Job Description
sync. is a team of artists, engineers, and scientists building foundation models to edit and modify people in video. Founded by the creators of Wav2lip and backed by legendary investors, including YC, Google, and visionaries Nat Friedman and Daniel Gross, we've raised 6 million dollars in our seed round to evolve how we create and consume media.
Within months of launch our flagship lipsync API scaled to millions in revenue and powers video translation, dubbing, and dialogue replacement workflows for thousands of editors, developers, and businesses around the world.
That's only the beginning, we're building a creative suite to give anyone Photoshop-like control over humans video – zero-shot understanding and fine-grained editing of expressions, gestures, movement, identity, and more.

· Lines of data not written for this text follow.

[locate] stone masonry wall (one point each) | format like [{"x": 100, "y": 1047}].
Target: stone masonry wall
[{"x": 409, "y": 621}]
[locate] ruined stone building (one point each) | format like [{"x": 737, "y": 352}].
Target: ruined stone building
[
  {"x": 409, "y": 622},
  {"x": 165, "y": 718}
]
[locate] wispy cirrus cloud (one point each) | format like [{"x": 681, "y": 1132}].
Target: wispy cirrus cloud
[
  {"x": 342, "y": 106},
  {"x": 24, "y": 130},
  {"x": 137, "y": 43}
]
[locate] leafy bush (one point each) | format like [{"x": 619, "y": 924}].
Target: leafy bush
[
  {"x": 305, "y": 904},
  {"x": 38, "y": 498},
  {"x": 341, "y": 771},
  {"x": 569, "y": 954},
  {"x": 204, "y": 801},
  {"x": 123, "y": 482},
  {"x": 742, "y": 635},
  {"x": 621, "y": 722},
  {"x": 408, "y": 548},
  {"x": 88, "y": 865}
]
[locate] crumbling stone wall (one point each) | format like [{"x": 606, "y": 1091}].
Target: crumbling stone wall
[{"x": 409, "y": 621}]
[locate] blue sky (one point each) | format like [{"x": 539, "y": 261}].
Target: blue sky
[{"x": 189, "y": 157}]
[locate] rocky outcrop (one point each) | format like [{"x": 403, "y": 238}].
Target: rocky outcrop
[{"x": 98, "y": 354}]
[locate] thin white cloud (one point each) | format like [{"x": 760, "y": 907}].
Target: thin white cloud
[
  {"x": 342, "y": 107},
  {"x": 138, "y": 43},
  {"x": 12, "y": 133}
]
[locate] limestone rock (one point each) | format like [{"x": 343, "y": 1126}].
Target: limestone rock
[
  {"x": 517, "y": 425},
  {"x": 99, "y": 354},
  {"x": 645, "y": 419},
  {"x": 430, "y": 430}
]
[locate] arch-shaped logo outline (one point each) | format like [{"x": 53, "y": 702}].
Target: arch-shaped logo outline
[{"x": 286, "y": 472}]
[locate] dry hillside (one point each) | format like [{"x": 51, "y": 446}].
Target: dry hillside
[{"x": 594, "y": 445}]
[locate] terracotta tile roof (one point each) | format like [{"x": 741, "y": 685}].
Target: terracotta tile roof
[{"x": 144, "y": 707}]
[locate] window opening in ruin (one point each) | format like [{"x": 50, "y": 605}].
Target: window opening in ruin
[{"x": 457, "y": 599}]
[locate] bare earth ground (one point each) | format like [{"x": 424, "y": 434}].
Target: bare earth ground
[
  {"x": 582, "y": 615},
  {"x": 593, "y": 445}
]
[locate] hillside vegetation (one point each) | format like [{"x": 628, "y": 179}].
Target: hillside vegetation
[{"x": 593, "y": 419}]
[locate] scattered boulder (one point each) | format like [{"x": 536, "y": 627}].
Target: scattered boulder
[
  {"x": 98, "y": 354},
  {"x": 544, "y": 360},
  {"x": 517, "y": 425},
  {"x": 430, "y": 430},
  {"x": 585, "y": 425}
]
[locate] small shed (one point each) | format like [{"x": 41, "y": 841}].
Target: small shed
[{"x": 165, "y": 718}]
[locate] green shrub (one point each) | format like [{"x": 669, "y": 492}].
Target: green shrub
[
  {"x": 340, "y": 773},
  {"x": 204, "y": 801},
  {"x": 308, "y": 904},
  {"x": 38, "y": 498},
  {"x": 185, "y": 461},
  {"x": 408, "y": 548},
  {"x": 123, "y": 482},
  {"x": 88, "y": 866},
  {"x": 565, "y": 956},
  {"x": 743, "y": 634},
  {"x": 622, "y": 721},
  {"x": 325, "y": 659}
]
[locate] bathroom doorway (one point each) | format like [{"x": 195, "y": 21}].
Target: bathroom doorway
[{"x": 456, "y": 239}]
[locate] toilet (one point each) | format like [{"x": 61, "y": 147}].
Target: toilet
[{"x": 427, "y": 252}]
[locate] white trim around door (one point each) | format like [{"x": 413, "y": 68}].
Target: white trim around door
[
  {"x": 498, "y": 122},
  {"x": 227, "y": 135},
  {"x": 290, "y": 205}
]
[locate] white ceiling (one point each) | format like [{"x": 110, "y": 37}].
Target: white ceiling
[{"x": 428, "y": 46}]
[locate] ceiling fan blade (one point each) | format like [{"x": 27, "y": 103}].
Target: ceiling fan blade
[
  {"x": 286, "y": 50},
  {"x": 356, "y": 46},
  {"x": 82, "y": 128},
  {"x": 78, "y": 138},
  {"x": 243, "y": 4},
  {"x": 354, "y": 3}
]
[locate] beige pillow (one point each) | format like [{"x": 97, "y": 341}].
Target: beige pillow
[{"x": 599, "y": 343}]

Everyone has a story to tell, but not everyone's a storyteller – yet. We're looking for talented and driven individuals from all backgrounds to build inspired tools that amplify human creativity.
About the role
We're seeking an exceptional ML Engineer to expand the boundaries of what's possible with AI video editing. You'll work with the creators of Wav2lip to build and extend computer vision pipelines giving users unprecedented control over humans in video.
What you'll do
- Create novel CV features that unlock new forms of video manipulation
- Build ML pipelines that understand and modify humans in video
- Transform research breakthroughs into production capabilities
- Design systems that make complex AI feel like magic to users
- Pioneer new approaches to fine-grained video control
What you'll need
- 5+ years implementing computer vision and ML systems that users love
- Deep expertise in PyTorch and video processing pipelines
- Track record of shipping novel ML features from concept to production
- Ability to bridge cutting-edge research with practical applications
- Strong collaboration skills across research and engineering teams
Preferred qualifications
- Experience with face/human detection and tracking
- Background in generative AI or video understanding
- History working with large-scale video datasets
- Open source contributions to CV/ML projects
Our goal is to keep the team lean, hungry, and shipping fast.
These are the qualities we embody and look for:
[1] Raw intelligence: we tackle complex problems and push the boundaries of what's possible.
[2] Boundless curiosity: we're always learning, exploring new technologies, and questioning assumptions.
[3] Exceptional resolve: we persevere through challenges and never lose sight of our goals.
[4] High agency: we take ownership of our work and drive initiatives forward autonomously.
[5] Outlier hustle: we work smart and hard, going above and beyond to achieve extraordinary results.
[6] Obsessively data-driven: we base our decisions on solid data and measurable outcomes.
[7] Radical candor: we communicate openly and honestly, providing direct feedback to help each other grow.
We’re a team of artists, engineers, and researchers building controllable AI video editing tools to unbound human creative potential. Our research team build AI video models to understand and affect fine-grained, controllable edits over any human in any video. Our product team makes these models accessible to editors, animators, developers, and businesses to edit and repurpose any video for any audience. Our technology is used to automate lip-dubbing in localization processes in entertainment, create dynamic marketing campaigns personalized to individuals or communities, animate new characters to life in minutes instead of days, affect word-level edits in studio-grade videos to fix mistakes in post-production avoiding having to rerecord entire scenes, and more. Our models are used by everyday people, prosumers, developers, and businesses large and small to tell outstanding stories. In just the last year we graduated at the top of our YC batch (W24), raised a $5.5M seed backed by GV, won the AI grant from Nat Friedman and Daniel Gross, scaled to millions in revenue – and this is only the beginning.